Значит, правда, что Фрэнк преступник.

— Черт, — прошептал Марк.

— И все же я не верю, что он убийца, — тихо сказала Диана.

— Я тоже. Хотя, даже если и летит четвертым классом, на каком-нибудь паршивеньком теплоходишке, заплатив всего пятьдесят долларов, и то безопаснее.

— Напрасно ему надели наручники. Парень наверняка не уснет, прикованный к своей кровати, даже не сможет повернуться.

— Нашла о чем думать. Какая ты добренькая! Этот тип, возможно, гнусный насильник, а ты волнуешься, что ему, видите ли, будет неудобно спать.

Она положила голову ему на плечо. Он погладил ее волосы. Еще минуту назад, казалось, он был в бешенстве, теперь все изменилось.

— Марк, — тихо прошептала она. — Ты думаешь, двое могут уместиться на одной койке?

— Милая, ты что, боишься шторма?

— Вовсе нет.

Он удивленно посмотрел на нее, но потом понял и улыбнулся.

— Думаю, да, хотя сразу предупреждаю, рядом лежать не удастся.

— А если боком?

— Слишком узко.

— Хорошо, так даже лучше. Кто-то будет сверху.

— Может быть, ты?

Она захихикала.

— Могу и я.

— Стоит подумать. А сколько ты весишь?

— Восемь стоунов[3] , не считая груди.

— Ладно, пойдем переоденемся?

Она сняла шляпку, бросила ее на сиденье. Марк вытащил снизу их чемоданчики: у него побольше — саквояж из разноцветной кожи, у нее плоский, маленький, тоже кожаный, но желто-коричневого цвета, у ручки — инициалы золотыми буквами.

Диана поднялась с места.

— Побыстрее, — попросил Марк, поцеловав ее в пухлые губы.

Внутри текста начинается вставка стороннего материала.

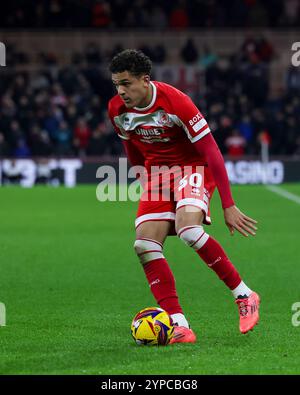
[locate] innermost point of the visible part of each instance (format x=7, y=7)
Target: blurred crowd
x=57, y=110
x=152, y=14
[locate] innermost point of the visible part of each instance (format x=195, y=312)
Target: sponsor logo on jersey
x=129, y=121
x=195, y=119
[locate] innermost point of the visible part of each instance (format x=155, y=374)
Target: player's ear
x=146, y=80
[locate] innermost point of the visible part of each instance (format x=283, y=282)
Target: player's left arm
x=200, y=135
x=234, y=218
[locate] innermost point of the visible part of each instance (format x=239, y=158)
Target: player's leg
x=189, y=229
x=150, y=237
x=191, y=212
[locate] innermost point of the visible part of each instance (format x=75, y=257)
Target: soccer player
x=161, y=126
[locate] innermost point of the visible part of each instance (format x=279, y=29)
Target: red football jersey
x=165, y=130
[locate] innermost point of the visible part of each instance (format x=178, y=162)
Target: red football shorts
x=166, y=191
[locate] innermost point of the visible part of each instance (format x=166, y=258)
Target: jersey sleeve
x=112, y=114
x=190, y=118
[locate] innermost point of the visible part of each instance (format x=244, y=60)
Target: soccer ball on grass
x=152, y=326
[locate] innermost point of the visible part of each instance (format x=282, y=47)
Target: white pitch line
x=284, y=193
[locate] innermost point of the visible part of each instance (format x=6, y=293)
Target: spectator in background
x=82, y=134
x=22, y=150
x=41, y=144
x=179, y=17
x=159, y=20
x=235, y=144
x=98, y=142
x=4, y=148
x=292, y=80
x=101, y=14
x=207, y=58
x=189, y=52
x=245, y=128
x=62, y=138
x=12, y=172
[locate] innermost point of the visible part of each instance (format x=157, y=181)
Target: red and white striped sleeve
x=192, y=121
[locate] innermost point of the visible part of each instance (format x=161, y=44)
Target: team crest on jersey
x=164, y=119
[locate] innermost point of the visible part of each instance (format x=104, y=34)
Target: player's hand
x=236, y=220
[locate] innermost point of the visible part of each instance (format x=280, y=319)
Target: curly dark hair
x=131, y=60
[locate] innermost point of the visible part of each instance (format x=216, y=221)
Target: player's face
x=133, y=90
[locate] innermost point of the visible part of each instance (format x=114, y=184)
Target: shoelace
x=243, y=308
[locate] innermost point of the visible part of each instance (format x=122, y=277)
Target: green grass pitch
x=71, y=285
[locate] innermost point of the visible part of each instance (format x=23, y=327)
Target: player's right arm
x=200, y=136
x=134, y=156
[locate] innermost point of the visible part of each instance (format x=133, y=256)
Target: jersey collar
x=154, y=94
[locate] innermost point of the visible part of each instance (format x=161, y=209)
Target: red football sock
x=214, y=256
x=162, y=285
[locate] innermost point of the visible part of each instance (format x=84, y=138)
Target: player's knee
x=193, y=236
x=148, y=250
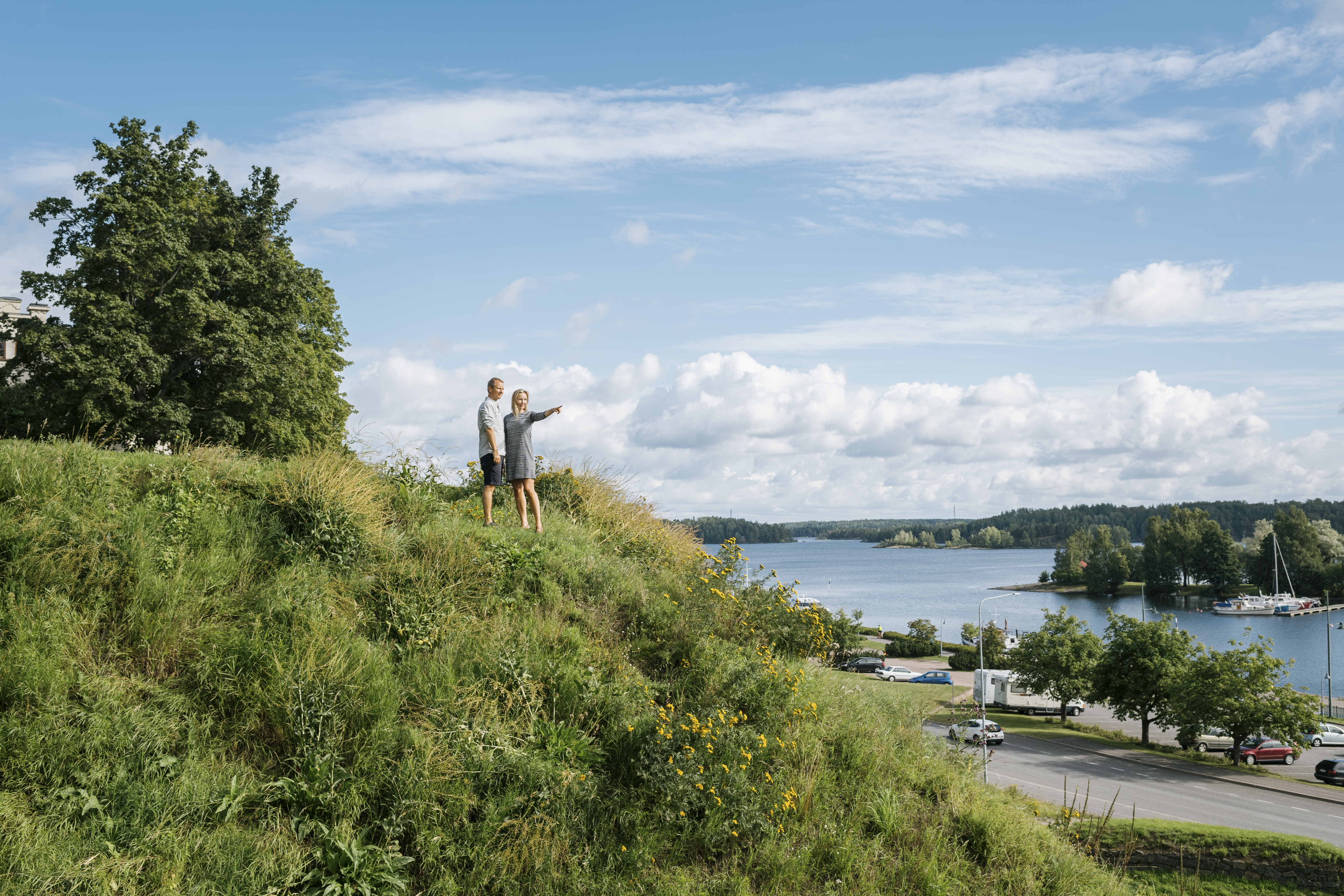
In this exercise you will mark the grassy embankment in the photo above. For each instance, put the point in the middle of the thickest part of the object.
(229, 676)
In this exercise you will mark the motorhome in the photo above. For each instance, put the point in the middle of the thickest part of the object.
(998, 688)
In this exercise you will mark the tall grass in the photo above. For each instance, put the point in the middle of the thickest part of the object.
(221, 675)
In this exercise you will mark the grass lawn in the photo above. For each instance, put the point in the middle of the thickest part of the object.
(1160, 883)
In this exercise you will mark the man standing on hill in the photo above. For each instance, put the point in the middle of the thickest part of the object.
(490, 427)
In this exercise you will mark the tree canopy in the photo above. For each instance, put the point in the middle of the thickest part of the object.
(1244, 692)
(1058, 659)
(1143, 668)
(189, 316)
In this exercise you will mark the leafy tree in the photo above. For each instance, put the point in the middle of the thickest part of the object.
(1142, 668)
(1243, 691)
(1058, 660)
(1218, 561)
(1107, 566)
(190, 316)
(1300, 545)
(924, 631)
(1070, 557)
(1162, 571)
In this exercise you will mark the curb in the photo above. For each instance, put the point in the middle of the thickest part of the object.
(1276, 788)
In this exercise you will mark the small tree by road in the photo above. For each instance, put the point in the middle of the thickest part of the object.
(1143, 668)
(924, 631)
(1244, 692)
(1058, 660)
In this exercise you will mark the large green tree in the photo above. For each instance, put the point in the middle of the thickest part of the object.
(1142, 668)
(1058, 659)
(1245, 692)
(189, 316)
(1300, 546)
(1107, 566)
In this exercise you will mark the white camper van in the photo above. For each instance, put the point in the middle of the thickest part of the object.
(999, 690)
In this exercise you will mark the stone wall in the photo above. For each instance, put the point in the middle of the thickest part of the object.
(1283, 872)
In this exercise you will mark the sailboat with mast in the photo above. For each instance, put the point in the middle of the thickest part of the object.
(1267, 605)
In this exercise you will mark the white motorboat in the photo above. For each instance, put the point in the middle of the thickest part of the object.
(1257, 606)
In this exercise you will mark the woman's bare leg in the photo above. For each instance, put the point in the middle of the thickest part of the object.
(518, 499)
(530, 487)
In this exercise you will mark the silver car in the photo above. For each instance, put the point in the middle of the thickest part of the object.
(1212, 740)
(1326, 735)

На секунду она прижалась к нему бедром и почувствовала его напряжение.

— О боже! Ты таким и останешься, когда вернешься из туалета?

— Не думаю. Если только быстренько сделаю пи-пи в иллюминатор. — Она засмеялась. — Но я покажу тебе, как снова сделать его твердым.

— Тогда не задерживай урок, Марк. Я способная ученица.

Марк взял саквояж и пошел в туалет переодеваться. Как только он вышел из отсека, ему на пути повстречался Мервин, который двигался в обратном направлении. Мужчины бросили друг на друга косые взгляды, как два кота через забор, но не проронили ни слова.

Диана удивилась, увидев Мервина в какой-то странной ночной рубашке из грубой фланели, с какими-то дурацкими широкими коричневыми полосками.

— Боже, что ты на себя такое надел? Надо же, просто шут гороховый.